Previous reports have shown that TKIs including Ponatinib, Dasatinib etc. inhibit early signalling in T cell proliferation and activation in a dose dependent manner [36, 37]. However, as shown in Fig. 2, Ponatinib inhibited PD-L1 expression which indicated that Ponatinib might inhibit the exhaustion of T cells in later stages in peripheral tissues and tumour. PD-L1-related T cell apoptosis is one of several crucial mechanisms of T cell deletion in tumour and a higher PD-L1 expression is associated with lower number of T cells infiltration [38]. To substantiate the hypothesis that Ponatinib mediated antitumour efficacy is due to PD-L1 down-regulation induced T cell proliferation and activation, we used Dasatinib as control and evaluated its antitumour efficacy in tumour models (Figs. 7a and S8). As shown in Fig. 7b, Ponatinib was more potent than Dasatinib in inhibiting the growth of B16F10 melanoma tumour. A significant decrease in tumour weights were observed with Dasatinib treatment when compared to control, however Ponatinib reduced the weight significantly more than Dasatinib (Fig. 7c). Interestingly, when compared to control, Dasatinib inhibited the CD8 T cell infiltration (Fig. 7d) and its activation in tumour (Fig. 7e and S7). Interestingly, in our study, we demonstrated that Ponatinib treatment significantly increased the infiltration and activation of CD8 T cells compared to control (Figs. 7d, e and S7). Inhibition of PD-L1 not only induces the activated T cell infiltration but also reduces the population of exhausted T cells which are identified by the co-expression of PD1 and TIM3, showed impaired function after stimulation [39, 40]. Abundance of these cells in tumour have shown aggressiveness and high risk of relapse in cancer patients [41]. Hence, to check whether Ponatinib treatment inhibited the exhaustion of CD8 T cells in tumour, we analysed PD1+TIM3+ CD8 T cells in tumour and as shown in Fig. 7f, Ponatinib treatment significantly lowered the population when compared to control and Dasatinib (Fig. S7).

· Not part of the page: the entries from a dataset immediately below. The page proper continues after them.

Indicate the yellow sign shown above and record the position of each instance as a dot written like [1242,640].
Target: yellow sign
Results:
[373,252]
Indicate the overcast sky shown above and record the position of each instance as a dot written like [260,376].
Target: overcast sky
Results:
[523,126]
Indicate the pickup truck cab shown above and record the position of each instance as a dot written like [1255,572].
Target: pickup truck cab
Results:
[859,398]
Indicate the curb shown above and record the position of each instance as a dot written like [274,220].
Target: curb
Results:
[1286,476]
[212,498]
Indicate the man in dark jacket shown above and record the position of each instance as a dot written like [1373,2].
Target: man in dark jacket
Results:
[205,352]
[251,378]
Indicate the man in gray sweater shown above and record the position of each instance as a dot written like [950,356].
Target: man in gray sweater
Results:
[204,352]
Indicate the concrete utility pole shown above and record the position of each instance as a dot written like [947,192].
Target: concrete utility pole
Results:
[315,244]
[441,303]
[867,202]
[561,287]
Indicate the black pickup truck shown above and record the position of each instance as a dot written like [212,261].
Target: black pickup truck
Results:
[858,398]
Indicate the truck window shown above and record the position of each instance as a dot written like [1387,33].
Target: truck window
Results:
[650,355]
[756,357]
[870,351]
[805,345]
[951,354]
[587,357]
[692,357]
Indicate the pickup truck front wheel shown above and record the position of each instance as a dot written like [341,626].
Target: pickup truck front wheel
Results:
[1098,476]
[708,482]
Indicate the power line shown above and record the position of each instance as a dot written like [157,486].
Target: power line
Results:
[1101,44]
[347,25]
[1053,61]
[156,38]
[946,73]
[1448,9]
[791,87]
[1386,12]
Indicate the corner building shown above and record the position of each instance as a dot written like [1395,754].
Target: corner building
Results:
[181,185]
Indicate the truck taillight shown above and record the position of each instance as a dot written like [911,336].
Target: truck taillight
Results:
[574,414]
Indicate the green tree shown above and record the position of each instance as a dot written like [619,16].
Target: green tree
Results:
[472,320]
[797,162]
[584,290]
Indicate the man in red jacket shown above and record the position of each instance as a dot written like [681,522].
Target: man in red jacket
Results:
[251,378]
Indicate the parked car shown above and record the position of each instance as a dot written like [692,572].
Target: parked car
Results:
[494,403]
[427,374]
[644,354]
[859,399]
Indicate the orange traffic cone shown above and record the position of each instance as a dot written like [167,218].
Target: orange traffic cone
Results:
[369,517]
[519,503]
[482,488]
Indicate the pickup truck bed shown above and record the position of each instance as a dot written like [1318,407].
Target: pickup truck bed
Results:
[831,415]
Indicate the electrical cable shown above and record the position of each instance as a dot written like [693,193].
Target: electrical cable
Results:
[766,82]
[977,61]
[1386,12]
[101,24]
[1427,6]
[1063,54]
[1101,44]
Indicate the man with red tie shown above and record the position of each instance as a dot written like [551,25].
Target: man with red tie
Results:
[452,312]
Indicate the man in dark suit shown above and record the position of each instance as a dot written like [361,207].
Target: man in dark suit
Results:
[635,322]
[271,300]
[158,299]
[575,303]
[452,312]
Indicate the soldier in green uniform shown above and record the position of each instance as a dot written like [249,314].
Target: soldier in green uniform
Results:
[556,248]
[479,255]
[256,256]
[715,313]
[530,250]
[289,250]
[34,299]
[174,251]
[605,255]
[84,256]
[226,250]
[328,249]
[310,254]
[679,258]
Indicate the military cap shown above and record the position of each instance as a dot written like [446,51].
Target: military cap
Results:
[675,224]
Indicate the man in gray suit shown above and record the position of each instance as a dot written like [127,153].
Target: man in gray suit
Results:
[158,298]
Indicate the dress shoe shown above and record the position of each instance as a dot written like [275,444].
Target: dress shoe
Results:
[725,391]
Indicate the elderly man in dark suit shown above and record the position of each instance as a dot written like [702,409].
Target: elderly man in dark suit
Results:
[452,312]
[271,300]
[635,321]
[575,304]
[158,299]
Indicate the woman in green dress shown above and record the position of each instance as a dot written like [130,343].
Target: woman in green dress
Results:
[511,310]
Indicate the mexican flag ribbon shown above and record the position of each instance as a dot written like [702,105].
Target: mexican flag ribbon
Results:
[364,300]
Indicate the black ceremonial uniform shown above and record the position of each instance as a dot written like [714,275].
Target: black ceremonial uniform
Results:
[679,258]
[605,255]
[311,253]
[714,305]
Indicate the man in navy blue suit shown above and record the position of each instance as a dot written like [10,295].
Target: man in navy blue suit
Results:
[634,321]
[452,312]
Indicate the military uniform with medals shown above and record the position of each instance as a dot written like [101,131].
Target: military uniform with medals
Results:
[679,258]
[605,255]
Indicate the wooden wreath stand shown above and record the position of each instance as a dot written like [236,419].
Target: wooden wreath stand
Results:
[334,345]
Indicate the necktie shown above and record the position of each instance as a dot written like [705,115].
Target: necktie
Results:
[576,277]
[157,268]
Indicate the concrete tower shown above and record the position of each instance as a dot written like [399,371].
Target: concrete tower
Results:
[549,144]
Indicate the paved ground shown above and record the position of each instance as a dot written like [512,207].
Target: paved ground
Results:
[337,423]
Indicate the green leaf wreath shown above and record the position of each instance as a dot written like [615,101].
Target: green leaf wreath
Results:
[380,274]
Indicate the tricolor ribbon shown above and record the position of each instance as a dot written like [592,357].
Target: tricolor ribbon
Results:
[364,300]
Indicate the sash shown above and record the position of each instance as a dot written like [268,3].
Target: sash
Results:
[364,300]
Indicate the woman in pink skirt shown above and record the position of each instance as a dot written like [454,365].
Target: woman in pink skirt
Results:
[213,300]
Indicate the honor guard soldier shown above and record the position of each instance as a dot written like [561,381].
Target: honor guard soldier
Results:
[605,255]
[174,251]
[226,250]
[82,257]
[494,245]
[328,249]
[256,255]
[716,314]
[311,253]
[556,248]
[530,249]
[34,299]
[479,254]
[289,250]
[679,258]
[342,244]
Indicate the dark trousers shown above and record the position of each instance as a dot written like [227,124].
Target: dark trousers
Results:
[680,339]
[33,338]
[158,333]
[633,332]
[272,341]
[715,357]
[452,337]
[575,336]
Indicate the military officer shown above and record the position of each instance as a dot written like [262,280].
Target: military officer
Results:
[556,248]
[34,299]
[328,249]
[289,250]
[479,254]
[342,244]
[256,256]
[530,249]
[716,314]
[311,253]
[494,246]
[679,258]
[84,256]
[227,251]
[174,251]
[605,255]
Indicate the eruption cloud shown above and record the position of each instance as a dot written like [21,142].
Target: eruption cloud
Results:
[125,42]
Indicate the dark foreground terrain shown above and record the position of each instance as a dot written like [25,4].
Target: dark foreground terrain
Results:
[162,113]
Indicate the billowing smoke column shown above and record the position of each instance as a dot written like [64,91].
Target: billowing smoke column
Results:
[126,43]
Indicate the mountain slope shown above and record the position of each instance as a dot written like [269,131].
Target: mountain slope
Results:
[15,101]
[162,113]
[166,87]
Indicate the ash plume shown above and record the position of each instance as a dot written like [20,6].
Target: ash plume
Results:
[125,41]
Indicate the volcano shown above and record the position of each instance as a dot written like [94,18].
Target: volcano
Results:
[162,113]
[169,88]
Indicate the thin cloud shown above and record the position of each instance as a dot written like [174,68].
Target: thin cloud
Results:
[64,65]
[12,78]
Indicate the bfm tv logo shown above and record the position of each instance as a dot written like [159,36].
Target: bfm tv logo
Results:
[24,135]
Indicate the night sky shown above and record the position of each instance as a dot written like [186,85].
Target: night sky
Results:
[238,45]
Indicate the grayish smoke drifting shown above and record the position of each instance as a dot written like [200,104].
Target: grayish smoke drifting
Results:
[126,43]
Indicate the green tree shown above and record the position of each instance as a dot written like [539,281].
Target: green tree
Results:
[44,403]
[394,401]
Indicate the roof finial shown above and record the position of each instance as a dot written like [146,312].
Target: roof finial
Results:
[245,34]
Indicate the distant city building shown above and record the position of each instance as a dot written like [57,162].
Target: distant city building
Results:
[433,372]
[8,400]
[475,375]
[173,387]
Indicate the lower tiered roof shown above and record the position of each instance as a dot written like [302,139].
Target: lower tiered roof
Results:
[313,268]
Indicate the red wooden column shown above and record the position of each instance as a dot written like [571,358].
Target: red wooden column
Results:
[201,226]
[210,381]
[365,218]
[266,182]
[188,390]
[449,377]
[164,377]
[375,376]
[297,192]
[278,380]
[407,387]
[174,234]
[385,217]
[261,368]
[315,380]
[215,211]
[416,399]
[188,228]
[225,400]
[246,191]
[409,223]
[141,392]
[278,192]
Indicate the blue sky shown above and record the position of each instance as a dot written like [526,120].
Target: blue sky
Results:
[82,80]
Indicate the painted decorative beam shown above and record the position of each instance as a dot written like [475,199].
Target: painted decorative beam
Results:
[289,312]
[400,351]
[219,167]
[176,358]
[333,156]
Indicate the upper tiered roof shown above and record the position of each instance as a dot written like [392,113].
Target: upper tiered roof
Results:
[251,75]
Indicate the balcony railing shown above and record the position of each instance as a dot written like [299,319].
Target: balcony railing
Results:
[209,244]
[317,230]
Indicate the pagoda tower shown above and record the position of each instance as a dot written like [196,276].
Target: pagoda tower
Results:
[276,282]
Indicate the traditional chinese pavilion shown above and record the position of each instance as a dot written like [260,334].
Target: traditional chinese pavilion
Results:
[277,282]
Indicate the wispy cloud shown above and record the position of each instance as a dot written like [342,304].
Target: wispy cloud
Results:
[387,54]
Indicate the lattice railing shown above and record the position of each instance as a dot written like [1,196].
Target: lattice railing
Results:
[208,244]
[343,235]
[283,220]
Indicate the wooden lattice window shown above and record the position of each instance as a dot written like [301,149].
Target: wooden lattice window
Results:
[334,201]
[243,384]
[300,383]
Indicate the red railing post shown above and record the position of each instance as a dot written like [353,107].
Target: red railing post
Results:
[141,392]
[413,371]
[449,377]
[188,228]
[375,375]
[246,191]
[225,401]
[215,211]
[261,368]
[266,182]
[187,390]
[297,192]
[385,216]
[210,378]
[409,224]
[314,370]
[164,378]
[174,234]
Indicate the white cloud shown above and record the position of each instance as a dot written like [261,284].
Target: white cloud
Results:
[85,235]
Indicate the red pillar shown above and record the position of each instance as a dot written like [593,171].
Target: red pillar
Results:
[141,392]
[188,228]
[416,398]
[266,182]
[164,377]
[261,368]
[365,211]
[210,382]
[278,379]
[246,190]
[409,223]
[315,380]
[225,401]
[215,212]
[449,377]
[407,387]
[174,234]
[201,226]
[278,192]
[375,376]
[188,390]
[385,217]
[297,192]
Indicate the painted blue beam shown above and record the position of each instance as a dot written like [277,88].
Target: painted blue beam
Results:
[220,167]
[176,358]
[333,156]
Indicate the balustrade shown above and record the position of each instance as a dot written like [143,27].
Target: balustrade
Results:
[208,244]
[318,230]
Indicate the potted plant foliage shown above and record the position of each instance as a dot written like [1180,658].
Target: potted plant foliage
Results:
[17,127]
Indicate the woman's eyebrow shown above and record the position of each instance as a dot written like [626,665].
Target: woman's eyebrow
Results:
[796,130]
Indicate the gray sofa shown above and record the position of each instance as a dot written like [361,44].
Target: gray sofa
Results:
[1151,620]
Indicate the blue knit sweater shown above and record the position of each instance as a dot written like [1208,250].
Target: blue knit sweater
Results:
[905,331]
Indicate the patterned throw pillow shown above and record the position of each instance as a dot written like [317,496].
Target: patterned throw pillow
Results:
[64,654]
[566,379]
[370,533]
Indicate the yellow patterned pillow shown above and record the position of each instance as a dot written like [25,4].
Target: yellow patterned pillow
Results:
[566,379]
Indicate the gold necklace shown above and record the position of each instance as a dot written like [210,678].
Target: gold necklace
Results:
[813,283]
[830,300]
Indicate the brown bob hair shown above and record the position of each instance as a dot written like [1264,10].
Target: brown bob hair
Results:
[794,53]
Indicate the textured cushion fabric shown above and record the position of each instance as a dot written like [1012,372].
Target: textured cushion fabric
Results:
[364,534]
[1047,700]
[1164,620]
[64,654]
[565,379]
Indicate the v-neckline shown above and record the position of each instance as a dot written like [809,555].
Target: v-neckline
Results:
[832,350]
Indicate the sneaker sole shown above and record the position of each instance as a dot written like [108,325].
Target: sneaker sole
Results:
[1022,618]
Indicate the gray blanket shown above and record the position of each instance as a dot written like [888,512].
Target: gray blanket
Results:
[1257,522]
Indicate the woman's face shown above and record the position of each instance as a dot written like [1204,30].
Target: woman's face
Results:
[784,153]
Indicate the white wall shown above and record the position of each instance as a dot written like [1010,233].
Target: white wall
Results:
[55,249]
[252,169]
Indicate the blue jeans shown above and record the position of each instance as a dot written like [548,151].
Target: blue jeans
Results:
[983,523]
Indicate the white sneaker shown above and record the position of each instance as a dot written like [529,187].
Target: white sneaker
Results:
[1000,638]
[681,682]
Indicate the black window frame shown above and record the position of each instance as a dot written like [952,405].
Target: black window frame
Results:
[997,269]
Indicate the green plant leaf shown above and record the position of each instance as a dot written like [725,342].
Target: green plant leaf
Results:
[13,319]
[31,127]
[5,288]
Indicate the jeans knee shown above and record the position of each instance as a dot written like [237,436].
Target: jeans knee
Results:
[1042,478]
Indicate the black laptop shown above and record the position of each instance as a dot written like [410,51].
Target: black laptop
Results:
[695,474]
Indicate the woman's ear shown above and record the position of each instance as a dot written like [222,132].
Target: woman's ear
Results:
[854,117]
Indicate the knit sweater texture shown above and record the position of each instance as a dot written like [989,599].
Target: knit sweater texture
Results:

Fig. 7. Modulation of TME by Ponatinib in comparison with Dasatinib.

Fig. 7

a Schematic diagram of experimental design. Tumour cells (B16-F10) were subcutaneously inoculated in the right flank of the mice on day 1. When the tumour volume reached 50–70 mm3, mice were received i.p. dose of Ponatinib or Dasatinib (15 mg kg−1 BW, n = 5), or vehicle only (n = 5). b Change in tumour volume up to 22 days. Tumour volume was measured every alternate days till the end of the experiment (mean ± 95% CI, n = 5). c Tumour weight on day 23. At the end of the experiment, the mice were sacrificed and the weight of excised tumours were analysed (mean ± 95% CI, n = 5). di Tumours were processed into single-cell suspension and the immune cell populations were analysed by flow cytometry (mean ± 95% CI, n = 5). d CD45+CD8+ cells. e CD8+CD69+ cells. f PD1+TIM3+ among CD8+ cells. g CD86+ cells. h F4/80+Arg1+ cells. i M1 vs M2 plotted by calculating CD86+ cells vs Arg1+ cells. (One-way ANOVA was performed for statistical analysis (****P <  0.0001, ***P < 0.001 **P < 0.01, and *P < 0.05).

To investigate whether these results would translate across tumour types, we analysed and compared the in vivo efficacy in GL261 glioblastoma model. Figure S8 demonstrated that Ponatinib and Dasatininb showed similar results as observed in B16F10 model.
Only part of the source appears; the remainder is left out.